NVIDIA Spark Hack Toronto · May 29–31 · Public Services Track
"Haven Matrix holds all seven data matrices — shelter occupancy, clinical services, food programs, hygiene stations, grassroots resources, public amenities, and 9,255 TTC stops — plus the full Nemotron-30B language model context, simultaneously in the DGX Spark's 128 gigabytes of unified memory.
On any other hardware, you'd be serializing data through a PCIe bottleneck between CPU RAM and GPU VRAM. Here, everything lives in one coherent memory space. When someone speaks to the kiosk, their words become a boolean payload in milliseconds, and cuML solves the nearest accessible resources across all five pillars simultaneously in under ten milliseconds — accounting for whether they have ID, whether they're currently using, whether they have family with them.
That number on the benchmark panel — that's not a claim. That's a measurement from this hardware, right now."

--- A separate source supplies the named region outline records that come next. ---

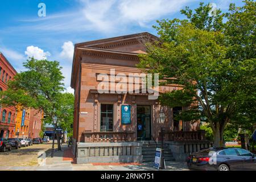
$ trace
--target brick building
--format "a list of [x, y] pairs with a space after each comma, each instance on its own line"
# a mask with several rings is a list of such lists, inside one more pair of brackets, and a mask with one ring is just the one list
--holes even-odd
[[30, 109], [30, 119], [29, 125], [28, 138], [40, 137], [42, 130], [43, 112], [34, 109]]
[[[6, 58], [0, 52], [0, 90], [7, 89], [7, 83], [17, 73]], [[0, 106], [0, 138], [14, 137], [15, 126], [15, 107]]]
[[[157, 40], [143, 32], [75, 45], [71, 87], [75, 96], [72, 146], [77, 163], [141, 162], [142, 143], [161, 140], [162, 128], [166, 131], [165, 140], [203, 138], [197, 131], [199, 122], [174, 118], [175, 113], [188, 108], [161, 106], [157, 98], [149, 99], [152, 89], [142, 91], [138, 75], [143, 73], [136, 67], [138, 55], [146, 53], [146, 42]], [[129, 75], [133, 75], [131, 90]], [[115, 90], [120, 84], [129, 88], [129, 92]], [[103, 92], [100, 84], [104, 85]], [[161, 94], [182, 86], [158, 88]], [[164, 119], [160, 121], [163, 114]]]

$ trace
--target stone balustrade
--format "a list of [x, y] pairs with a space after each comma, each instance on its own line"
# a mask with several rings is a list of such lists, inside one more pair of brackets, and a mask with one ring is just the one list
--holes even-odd
[[134, 132], [84, 132], [85, 142], [123, 142], [132, 141]]
[[[205, 131], [164, 131], [165, 141], [200, 141], [205, 139]], [[162, 136], [162, 133], [160, 133]]]
[[141, 163], [142, 161], [142, 143], [78, 142], [77, 163]]

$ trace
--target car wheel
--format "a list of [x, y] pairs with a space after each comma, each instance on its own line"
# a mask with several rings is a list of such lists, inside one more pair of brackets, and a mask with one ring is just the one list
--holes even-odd
[[229, 168], [226, 164], [220, 164], [218, 168], [218, 171], [229, 171]]

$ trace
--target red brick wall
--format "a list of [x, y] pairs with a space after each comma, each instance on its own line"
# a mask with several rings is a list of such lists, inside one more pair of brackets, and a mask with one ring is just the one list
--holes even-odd
[[[3, 90], [6, 90], [7, 89], [7, 82], [9, 80], [13, 79], [16, 73], [15, 69], [3, 55], [0, 52], [0, 88]], [[5, 110], [6, 111], [5, 121], [2, 121], [3, 111]], [[8, 121], [9, 112], [11, 113], [10, 122]], [[0, 137], [14, 137], [15, 112], [16, 109], [15, 107], [3, 107], [2, 106], [0, 106], [0, 135], [2, 135]], [[8, 132], [9, 132], [9, 135]]]
[[34, 138], [40, 137], [40, 131], [42, 129], [42, 119], [43, 113], [38, 110], [31, 109], [30, 111], [29, 126], [29, 137]]

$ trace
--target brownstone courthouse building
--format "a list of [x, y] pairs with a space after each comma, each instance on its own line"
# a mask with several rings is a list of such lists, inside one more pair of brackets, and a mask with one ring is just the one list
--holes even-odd
[[[143, 144], [160, 141], [161, 127], [166, 131], [167, 142], [204, 140], [197, 131], [199, 122], [192, 124], [174, 119], [174, 114], [187, 108], [161, 106], [157, 99], [148, 99], [151, 94], [148, 92], [101, 93], [97, 90], [102, 80], [110, 85], [117, 84], [117, 80], [98, 77], [101, 73], [110, 75], [113, 69], [115, 75], [142, 73], [136, 67], [139, 62], [138, 56], [146, 53], [146, 42], [158, 40], [143, 32], [75, 44], [71, 86], [75, 94], [73, 151], [77, 163], [141, 162], [146, 157], [150, 159], [143, 155]], [[134, 88], [136, 84], [141, 88], [141, 82], [135, 81]], [[177, 85], [159, 86], [159, 94], [180, 89]], [[122, 121], [123, 106], [127, 106], [126, 110], [130, 112], [130, 122], [126, 123]], [[159, 119], [163, 111], [163, 123]], [[201, 148], [197, 143], [195, 146], [186, 143], [182, 147], [183, 153]]]

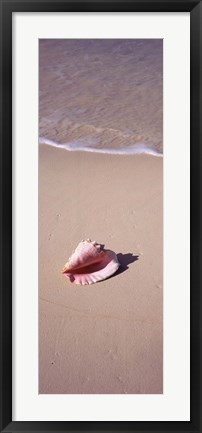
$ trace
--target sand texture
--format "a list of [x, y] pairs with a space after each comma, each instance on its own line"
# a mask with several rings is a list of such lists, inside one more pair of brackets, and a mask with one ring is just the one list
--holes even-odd
[[[163, 392], [162, 169], [39, 146], [39, 393]], [[87, 238], [121, 267], [77, 286], [61, 270]]]

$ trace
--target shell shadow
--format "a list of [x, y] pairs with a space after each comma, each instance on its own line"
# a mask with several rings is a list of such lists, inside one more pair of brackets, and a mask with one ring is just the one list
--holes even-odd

Haven Matrix is a dual-gateway triage system for social services in Toronto:
- Gateway A (Caseworker) — Type or speak client notes → NIM compiles to JSON → constraint-aware GPU KNN → per-client itinerary + warm handoff phone scripts
- Gateway B (Kiosk) — Voice only → eligibility questions via TTS → spoken care route to resources you can actually enter given your ID status, sobriety, and family situation
# 1. Create and activate a virtual environment
python3 -m venv .vhaven
source .vhaven/bin/activate # Windows: .vhaven\Scripts\activate
# 2. Install Python dependencies
pip install -r backend/requirements.txt
# 3. Verify datasets
python backend/data_ingestion.py --verify --mode cpu
# 4. Start FastAPI (port 8000)
uvicorn backend.main:app --host 0.0.0.0 --port 8000 --reload
# 5. In a new terminal — start React (port 3001)
cd frontend && npm install && npm run dev
# 6. Open browser
# Caseworker: http://localhost:3001/caseworker
# Kiosk: http://localhost:3001/kiosk (requires Chrome for voice)
# Swagger: http://localhost:8000/docsNIM/LLM is optional for local dev. Without a GX10 connection, the system falls back to regex keyword matching automatically.
Mac + GX10 setup (team default): backend and frontend on Mac; models on GX10 GPU only →
learning/gx10_access_and_gpu_guide.md
Default: run backend + frontend on your Mac; run models only on the GX10 GPU over Tailscale.
Mac (:3001 frontend, :8000 backend CPU)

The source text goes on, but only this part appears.